Arming Ru with Oxygen-Vacancy-Enriched RuO2 Sub-Nanometer Skin Activates Superior Bifunctionality for pH-Universal Overall Water Splitting.

Abstract

Water electrolysis has been expected to assimilate the renewable yet intermediate energy-derived electricity for green H2 production. However, current benchmark anodic catalysts of Ir/Ru-based compounds suffer severely from poor dissolution resistance. Herein, an effective modification strategy is proposed by arming a sub-nanometer RuO2 skin with abundant oxygen vacancies to the interconnected Ru clusters/carbon hybrid microsheet (denoted as Ru@V-RuO2 /C HMS), which can not only inherit the high hydrogen evolution reaction (HER) activity of the Ru, but more importantly, activate the superior activity toward the oxygen evolution reaction (OER) in both acid and alkaline conditions. Outstandingly, it can achieve an ultralow overpotential of 176/201mV for OER and 46/6mV for the HER to reach 10mA cm-2 in acidic and alkaline solution, respectively. Inspiringly, the overall water splitting can be driven with an ultrasmall cell voltage of 1.467/1.437V for 10mA cm-2 in 0.5m H2 SO4 /1.0m KOH, respectively.

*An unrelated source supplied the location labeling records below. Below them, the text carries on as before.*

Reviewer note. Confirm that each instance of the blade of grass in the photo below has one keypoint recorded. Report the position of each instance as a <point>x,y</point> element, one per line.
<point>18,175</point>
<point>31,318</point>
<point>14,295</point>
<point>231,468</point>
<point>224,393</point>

Density functional theory calculations reveal that armoring the oxygen-vacancy-enriched RuO2 exoskeleton can cooperatively alter the interfacial electronic structure and make the adsorption behavior of hydrogen and oxygen intermediates much close to the ideal level, thus simultaneously speeding up the hydrogen evolution kinetics and decreasing the energy barrier of oxygen release.